European stocks fell this week, as European Central Bank (ECB) President Jean-Claude Trichet’s suggestions of a possible increase in interest rates and concern spurred by unrest in North Africa and the Middle East outweighed a drop in the US unemployment rate.
Banking and automobile shares led the drop.
The benchmark STOXX Europe 600 index declined 0.8 percent to 281.9 this week. The gauge, which fell the most since July last year in the week ended Feb. 25, is still up 2.2 percent this year amid better-than-estimated corporate earnings and indications the global economy is gathering strength.
Louis de Fels, a Paris-based money manager at Raymond James Asset Management International, which oversees US$30 billion worldwide, noted that “the US market is less impacted than Europe by the geopolitical problems in Africa and the Middle East,” while “what went right this week was the good figures from unemployment in the US, though in the near future QE2 [second round of quantitative easing] could be discussed should the macro figures be too good in the US.”

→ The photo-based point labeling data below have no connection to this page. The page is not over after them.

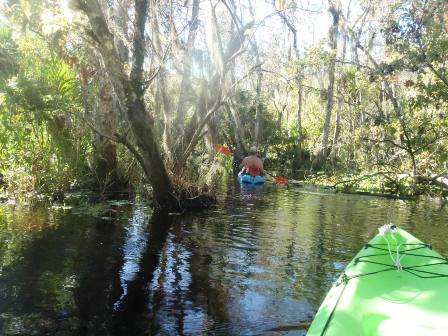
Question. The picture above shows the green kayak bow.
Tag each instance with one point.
(396, 285)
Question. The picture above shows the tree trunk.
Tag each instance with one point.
(106, 150)
(185, 86)
(333, 38)
(130, 91)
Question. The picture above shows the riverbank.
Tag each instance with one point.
(382, 184)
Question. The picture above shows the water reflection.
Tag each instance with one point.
(260, 263)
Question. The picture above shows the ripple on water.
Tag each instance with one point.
(259, 264)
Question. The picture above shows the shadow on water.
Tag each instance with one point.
(258, 264)
(132, 312)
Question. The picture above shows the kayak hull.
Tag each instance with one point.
(373, 298)
(247, 179)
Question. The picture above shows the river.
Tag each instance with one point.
(259, 263)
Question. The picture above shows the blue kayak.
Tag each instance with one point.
(251, 179)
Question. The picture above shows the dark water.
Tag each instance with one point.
(260, 263)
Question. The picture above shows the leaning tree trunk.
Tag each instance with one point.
(130, 91)
(105, 121)
(333, 38)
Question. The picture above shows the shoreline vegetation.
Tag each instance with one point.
(165, 97)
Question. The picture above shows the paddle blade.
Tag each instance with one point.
(281, 180)
(223, 150)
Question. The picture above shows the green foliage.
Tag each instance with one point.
(41, 147)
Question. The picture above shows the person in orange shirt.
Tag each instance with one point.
(252, 164)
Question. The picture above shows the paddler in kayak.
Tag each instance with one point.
(252, 164)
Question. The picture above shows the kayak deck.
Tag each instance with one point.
(251, 179)
(372, 297)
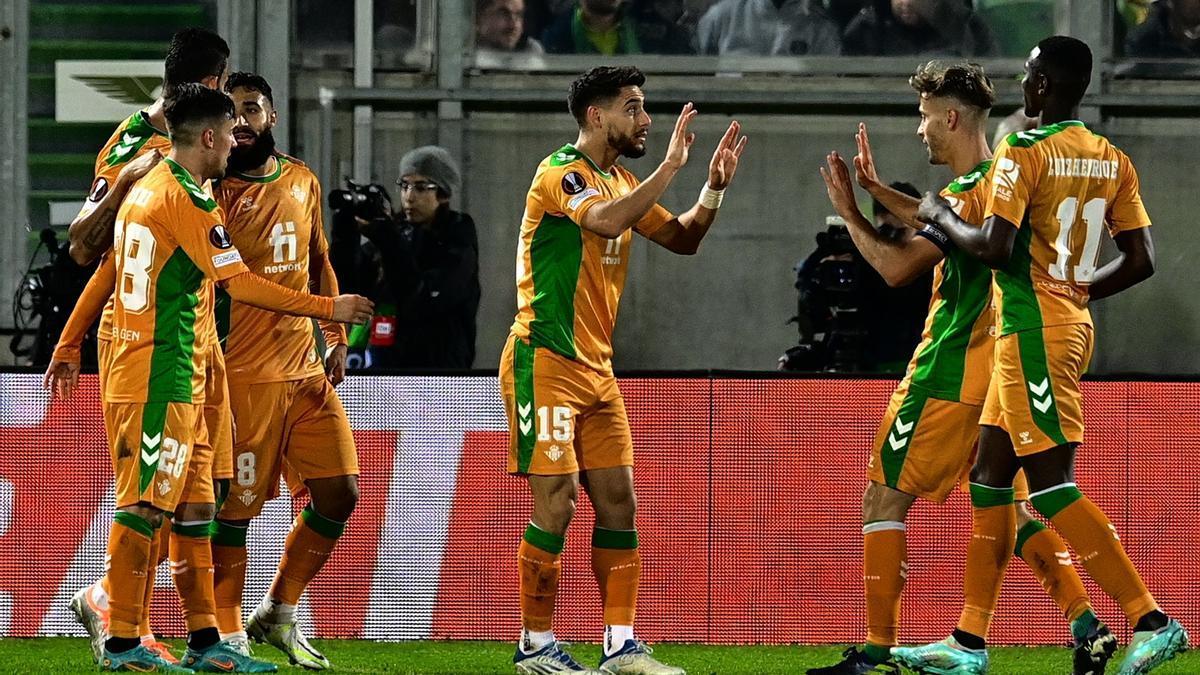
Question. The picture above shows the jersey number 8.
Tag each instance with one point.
(137, 258)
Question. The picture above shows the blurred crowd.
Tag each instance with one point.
(783, 28)
(517, 34)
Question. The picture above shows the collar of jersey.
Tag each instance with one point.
(585, 155)
(1063, 124)
(199, 197)
(274, 175)
(145, 119)
(961, 184)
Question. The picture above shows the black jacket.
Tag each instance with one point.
(431, 275)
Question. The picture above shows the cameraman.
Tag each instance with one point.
(427, 260)
(849, 317)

With regard to companies’ results he said, “overall the picture is good but the market is more and more aware of good results.”
Trichet said on Thursday the ECB might raise interest rates next month to fight accelerating inflation pressures.
An “increase of interest rates in the next meeting is possible,” he told reporters in Frankfurt after the central bank left its key rate at a record low of 1 percent. “Strong vigilance is warranted,” Trichet said, adding that any increase would not necessarily be the start of a “series” of moves.
“We think ECB rate hikes have the potential to have a considerable negative impact on the fragile situation in peripheral Europe, given that the periphery has all of the Euro-area’s excess leverage,” a group of strategists and analysts at Credit Suisse Group AG led by Andrew Garthwaite wrote in a note.
Fifty-six percent of STOXX 600 companies that have announced earnings since Jan. 10 have beaten the average analyst estimate for per-share profit, according to data compiled by Bloomberg.
National benchmark indexes fell in 12 of Europe’s 18 western markets. France’s CAC 40 index slipped 1.2 percent, the UK’s FTSE 100 Index fell 0.2 percent, while Germany’s DAX retreated 0.2 percent.
Bank of Ireland PLC retreated 13 percent, contributing to banking stocks being the worst performers among the 19 industries in the STOXX 600.